Khalifah Umar bin Khattab pada masa awal pemerintahannya tetap memberlakukan sistem sebagaimana masa Abu Bakar. Barulah pada tahun 18 H (tahun keenam dari pemerintahannya), ia memasukkan beberapa kata Arab pada uang Persia dan Romawi yang beredar. Ia membubuhkan namanya pada Dirham dan menuliskan kata islami seperti “Bismillah,” “Alhamdulillah,” “Bismi Rabbi,” Muhammad Rasulullah,” dan sebagainya.
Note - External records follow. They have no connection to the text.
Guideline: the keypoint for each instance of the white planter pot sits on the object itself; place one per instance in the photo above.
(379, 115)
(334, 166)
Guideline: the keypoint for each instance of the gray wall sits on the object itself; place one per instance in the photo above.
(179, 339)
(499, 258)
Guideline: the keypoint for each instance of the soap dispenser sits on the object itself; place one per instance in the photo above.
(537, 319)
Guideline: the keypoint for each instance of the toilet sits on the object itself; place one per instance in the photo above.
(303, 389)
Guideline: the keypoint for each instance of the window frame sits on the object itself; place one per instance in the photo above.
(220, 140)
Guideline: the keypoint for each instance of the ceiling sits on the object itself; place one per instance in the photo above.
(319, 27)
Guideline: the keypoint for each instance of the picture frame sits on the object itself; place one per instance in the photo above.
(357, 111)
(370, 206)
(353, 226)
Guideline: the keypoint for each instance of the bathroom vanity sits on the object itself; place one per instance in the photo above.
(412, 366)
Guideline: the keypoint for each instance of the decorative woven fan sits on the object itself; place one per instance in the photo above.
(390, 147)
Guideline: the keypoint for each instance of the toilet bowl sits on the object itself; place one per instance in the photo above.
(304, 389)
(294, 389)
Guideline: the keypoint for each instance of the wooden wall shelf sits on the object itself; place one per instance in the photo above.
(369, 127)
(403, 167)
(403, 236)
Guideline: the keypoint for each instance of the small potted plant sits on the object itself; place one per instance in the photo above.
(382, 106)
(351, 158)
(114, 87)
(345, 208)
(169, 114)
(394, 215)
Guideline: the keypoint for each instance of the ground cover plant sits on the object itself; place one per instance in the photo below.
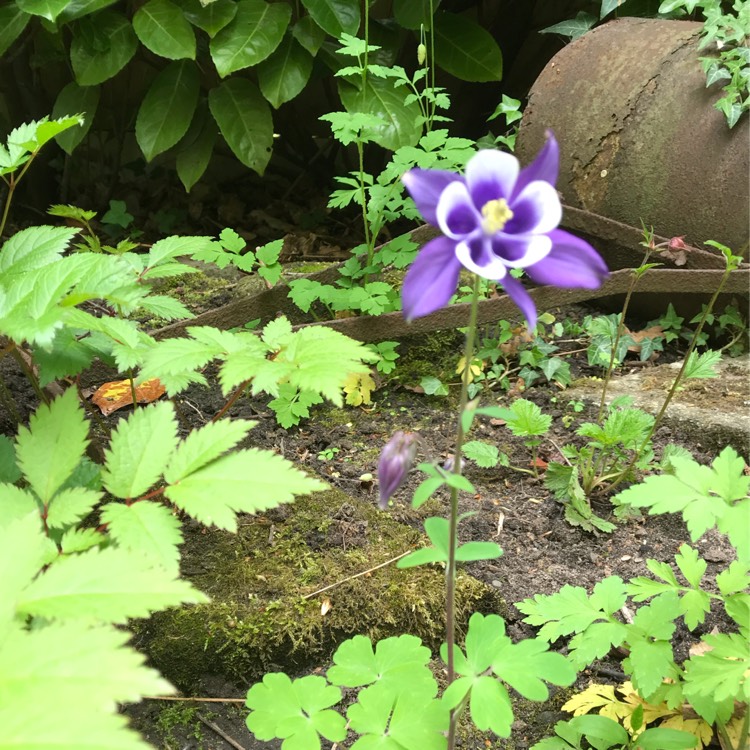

Namun bentuk uang masih sama dengan bentuk aslinya sebagai uang asing yang memuat simbol non-Islam. Sebelum itu, Umar terpikir untuk membuat dirham dari kulit unta namun dibatalkan karena ada masukan bisa menyebabkan unta habis. Tindakan Khalifah Umar tersebut merupakan langkah pertama dalam pembuatan uang khusus bagi negara Islam.

Pada masa Khalifah Utsman dan ‘Ali, kebijakan pembuatan uang masih sama dengan Umar. Namun Utsman membubuhkan kata “Allahu Akbar” pada uang yang berlaku.

Adapun pada era Kekhilafahan Bani Umayyah, pembuatan uang tetap mengikuti jejak para pendahulu yaitu memberlakukan mata uang Sasani dan Byzantin dengan membubuhi beberapa simbol Islam seperti nama khalifah, dan membiarkan simbol non-Islam pada uang tersebut. Selain khalifah, para gubernur dan pimpinan di daerah pun membuat uang khusus bagi wilayah masing-masing.

Abdul Malik bin Marwan (74-75 H) membuat dinar emas dalam jumlah terbatas. Al Hajjaj pada akhir tahun 75 H membuat dirham sendiri yaitu Dirham Baghli. Abdullah bin Zubair juga membuat dirham sendiri dan membubuhkan namanya (Abdullah Amir Al Mu’minin). Pun saudaranya Mush’ab bin Zubair ketika menjadi Gubernur Irak membuat dirham khusus (Lihat Ibnu Khaldun, 463 dan Al Maqrizi, 16-19).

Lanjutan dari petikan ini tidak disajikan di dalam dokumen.